Nitrogen Oxides and the pollutants formed from Nitrogen Oxides can be transported over long distances, following the pattern of prevailing winds in the U.S. This means that problems associated with Nitrogen Oxides are not confined to areas where Nitrogen Oxides are emitted. Therefore, controlling Nitrogen Oxides is often most effective if done from a regional perspective, rather than focusing on sources in one local area.
Nitrogen Oxides emissions are increasing.
Since 1970, EPA has tracked emissions of the six principal air pollutants – carbon monoxide, lead, nitrogen oxides, particulate matter, sulfur dioxide, and volatile organic compounds. Emissions of all of these pollutants have decreased significantly except for Nitrogen Oxides which has increased approximately 10 percent over this period.

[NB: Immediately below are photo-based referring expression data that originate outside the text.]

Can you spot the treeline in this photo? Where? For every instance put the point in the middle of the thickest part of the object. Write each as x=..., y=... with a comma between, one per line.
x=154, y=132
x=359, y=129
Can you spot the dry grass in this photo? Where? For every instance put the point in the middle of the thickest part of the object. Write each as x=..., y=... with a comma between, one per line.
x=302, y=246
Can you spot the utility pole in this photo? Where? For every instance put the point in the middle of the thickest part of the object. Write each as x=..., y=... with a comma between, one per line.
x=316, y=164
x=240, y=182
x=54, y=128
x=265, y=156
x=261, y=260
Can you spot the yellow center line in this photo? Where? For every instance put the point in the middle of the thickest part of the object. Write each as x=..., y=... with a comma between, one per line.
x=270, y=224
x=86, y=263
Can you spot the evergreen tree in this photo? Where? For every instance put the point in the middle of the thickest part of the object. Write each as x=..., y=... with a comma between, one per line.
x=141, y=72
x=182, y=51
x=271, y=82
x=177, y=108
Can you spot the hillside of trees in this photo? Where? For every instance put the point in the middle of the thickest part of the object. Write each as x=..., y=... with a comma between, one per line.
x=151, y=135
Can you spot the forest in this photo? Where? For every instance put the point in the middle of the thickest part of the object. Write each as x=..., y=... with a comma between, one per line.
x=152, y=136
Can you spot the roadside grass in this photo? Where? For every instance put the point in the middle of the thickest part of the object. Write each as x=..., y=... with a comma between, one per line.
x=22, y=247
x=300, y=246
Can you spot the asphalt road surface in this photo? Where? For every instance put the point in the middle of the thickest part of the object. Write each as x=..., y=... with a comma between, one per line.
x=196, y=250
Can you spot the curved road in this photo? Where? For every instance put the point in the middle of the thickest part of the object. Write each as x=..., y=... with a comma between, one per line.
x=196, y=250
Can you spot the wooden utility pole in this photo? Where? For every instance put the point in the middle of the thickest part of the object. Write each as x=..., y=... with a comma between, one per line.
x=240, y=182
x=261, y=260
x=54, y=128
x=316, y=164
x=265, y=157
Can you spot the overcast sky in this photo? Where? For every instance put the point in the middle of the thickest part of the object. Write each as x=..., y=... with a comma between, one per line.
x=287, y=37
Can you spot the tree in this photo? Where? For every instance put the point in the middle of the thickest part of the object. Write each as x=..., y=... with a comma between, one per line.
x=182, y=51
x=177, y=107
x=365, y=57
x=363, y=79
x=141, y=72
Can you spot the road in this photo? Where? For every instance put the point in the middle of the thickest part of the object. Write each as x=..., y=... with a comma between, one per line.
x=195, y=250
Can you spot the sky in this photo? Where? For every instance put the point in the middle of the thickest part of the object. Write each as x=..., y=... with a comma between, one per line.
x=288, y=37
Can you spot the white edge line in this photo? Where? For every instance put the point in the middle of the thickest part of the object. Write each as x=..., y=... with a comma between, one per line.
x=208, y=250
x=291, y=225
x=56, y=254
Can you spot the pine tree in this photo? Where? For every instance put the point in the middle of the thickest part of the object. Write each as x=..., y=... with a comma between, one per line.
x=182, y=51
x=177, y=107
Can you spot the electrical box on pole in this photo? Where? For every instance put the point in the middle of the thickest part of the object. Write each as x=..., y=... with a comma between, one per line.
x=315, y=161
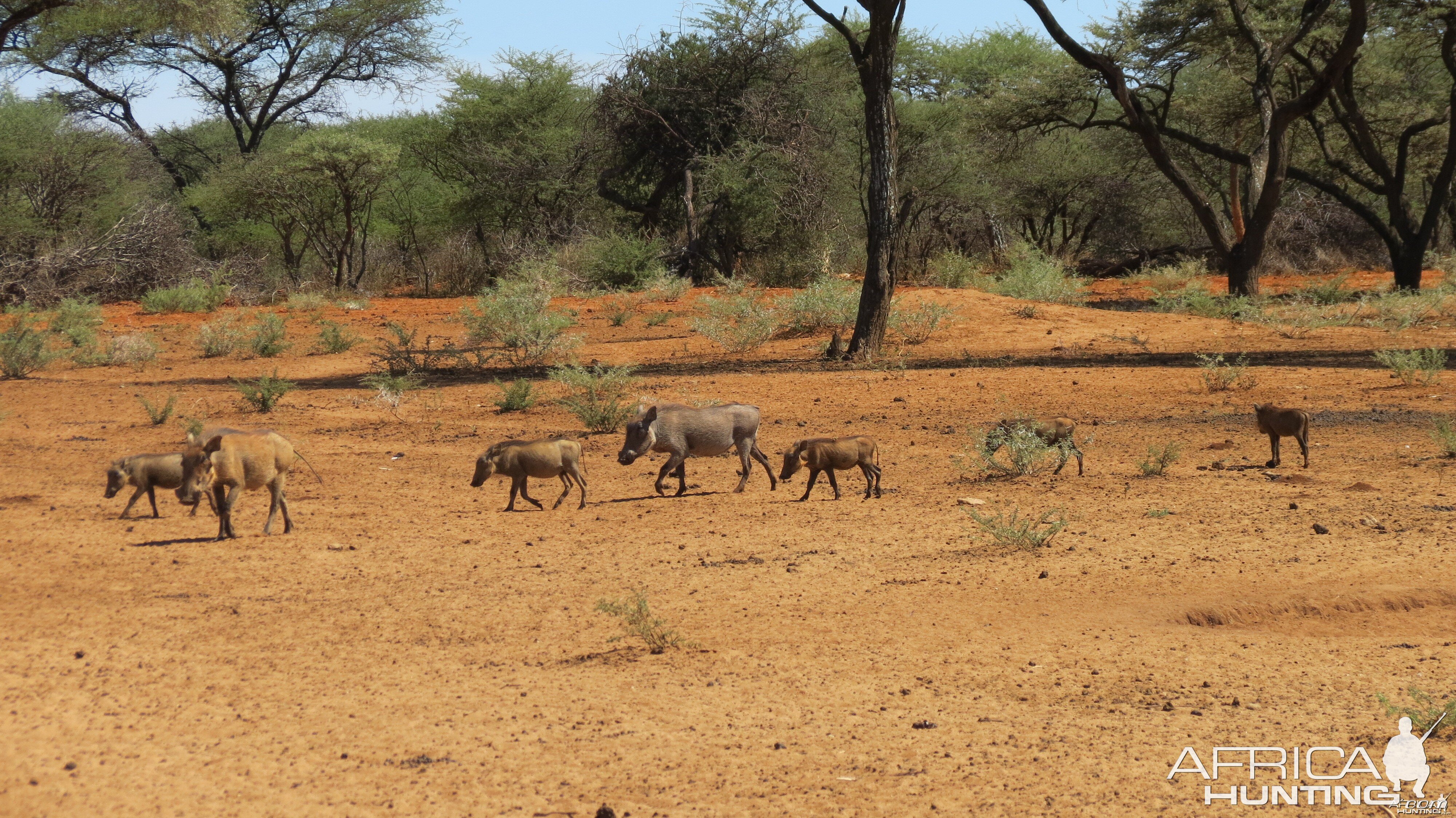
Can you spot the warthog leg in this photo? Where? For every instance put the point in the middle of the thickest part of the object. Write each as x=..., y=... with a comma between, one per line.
x=566, y=490
x=871, y=480
x=675, y=464
x=758, y=455
x=810, y=488
x=130, y=503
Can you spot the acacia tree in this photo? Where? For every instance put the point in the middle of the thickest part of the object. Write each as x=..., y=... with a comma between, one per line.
x=327, y=186
x=1385, y=145
x=874, y=57
x=1259, y=44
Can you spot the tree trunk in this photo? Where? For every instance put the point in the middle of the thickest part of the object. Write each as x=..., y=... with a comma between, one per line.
x=1409, y=266
x=876, y=62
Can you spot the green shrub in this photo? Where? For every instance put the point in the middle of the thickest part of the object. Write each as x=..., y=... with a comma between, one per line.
x=158, y=414
x=1221, y=376
x=1445, y=437
x=1160, y=459
x=305, y=302
x=1410, y=366
x=516, y=397
x=266, y=337
x=219, y=338
x=669, y=289
x=598, y=395
x=336, y=338
x=918, y=325
x=1326, y=293
x=76, y=321
x=622, y=263
x=23, y=346
x=1029, y=533
x=620, y=309
x=518, y=315
x=739, y=322
x=1026, y=452
x=954, y=270
x=136, y=352
x=1426, y=714
x=1033, y=276
x=825, y=306
x=264, y=392
x=637, y=619
x=196, y=296
x=392, y=388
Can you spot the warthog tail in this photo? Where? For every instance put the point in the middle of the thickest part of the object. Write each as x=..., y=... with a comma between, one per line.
x=299, y=455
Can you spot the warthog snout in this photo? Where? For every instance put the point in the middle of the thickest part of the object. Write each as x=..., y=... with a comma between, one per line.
x=116, y=481
x=484, y=468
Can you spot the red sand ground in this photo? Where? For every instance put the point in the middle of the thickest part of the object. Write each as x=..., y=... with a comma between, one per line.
x=411, y=650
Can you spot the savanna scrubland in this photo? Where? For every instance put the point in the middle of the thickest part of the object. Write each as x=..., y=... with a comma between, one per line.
x=551, y=247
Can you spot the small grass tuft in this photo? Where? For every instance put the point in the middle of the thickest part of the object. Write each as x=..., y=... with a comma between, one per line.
x=336, y=338
x=637, y=619
x=136, y=352
x=266, y=338
x=23, y=346
x=196, y=296
x=516, y=397
x=158, y=414
x=1412, y=366
x=599, y=395
x=1222, y=376
x=1027, y=533
x=264, y=392
x=1445, y=437
x=219, y=338
x=919, y=324
x=1160, y=459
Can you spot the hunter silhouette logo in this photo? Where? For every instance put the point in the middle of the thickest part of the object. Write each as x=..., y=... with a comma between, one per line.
x=1406, y=758
x=1334, y=777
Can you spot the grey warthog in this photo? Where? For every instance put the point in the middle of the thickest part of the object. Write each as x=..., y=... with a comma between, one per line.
x=684, y=432
x=148, y=472
x=1055, y=433
x=1283, y=423
x=521, y=459
x=228, y=464
x=828, y=455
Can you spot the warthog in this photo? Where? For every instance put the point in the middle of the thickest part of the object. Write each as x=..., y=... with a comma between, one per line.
x=1056, y=433
x=1283, y=423
x=828, y=455
x=148, y=472
x=684, y=433
x=228, y=464
x=521, y=459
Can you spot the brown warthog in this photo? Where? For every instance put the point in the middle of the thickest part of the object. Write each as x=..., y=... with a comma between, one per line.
x=148, y=472
x=1283, y=423
x=228, y=464
x=828, y=455
x=684, y=433
x=521, y=459
x=1055, y=433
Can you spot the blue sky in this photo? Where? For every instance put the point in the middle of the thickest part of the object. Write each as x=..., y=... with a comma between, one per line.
x=593, y=31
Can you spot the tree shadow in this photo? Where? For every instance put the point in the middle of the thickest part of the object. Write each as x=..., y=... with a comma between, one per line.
x=178, y=542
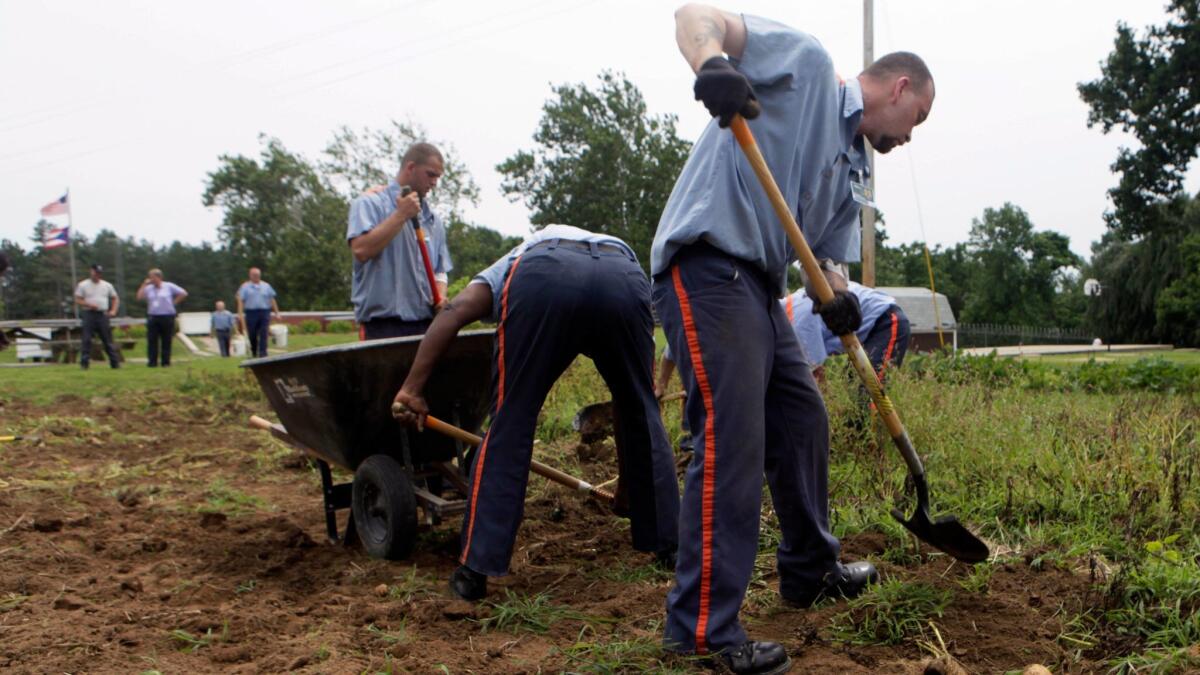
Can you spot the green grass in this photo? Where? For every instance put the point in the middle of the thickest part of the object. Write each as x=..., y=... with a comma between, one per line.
x=891, y=613
x=1185, y=356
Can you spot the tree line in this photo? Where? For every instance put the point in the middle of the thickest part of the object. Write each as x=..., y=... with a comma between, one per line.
x=601, y=161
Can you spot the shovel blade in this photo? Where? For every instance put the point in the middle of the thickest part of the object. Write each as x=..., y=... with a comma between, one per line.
x=945, y=533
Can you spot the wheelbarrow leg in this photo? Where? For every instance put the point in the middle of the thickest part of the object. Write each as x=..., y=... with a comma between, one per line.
x=337, y=496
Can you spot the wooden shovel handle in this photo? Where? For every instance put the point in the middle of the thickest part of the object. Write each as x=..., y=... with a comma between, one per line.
x=535, y=466
x=825, y=293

How can Nitrogen Oxides be removed from the Environment?
Selective Catalytic Reduction (SCR) is a proven and effective method to reduce nitrogen oxides which is an air pollutant associated with the power generation process. Nitrogen oxides are a contributor to ground level ozone.
How does Selective Catalytic Reduction work?
SCR Systems work similar to a catalytic converter used to reduce automobile emissions. Prior to exhaust gases going up the smokestack, they will pass through the SCR System where anhydrous ammonia reacts with nitrogen oxide and converts it to nitrogen and water.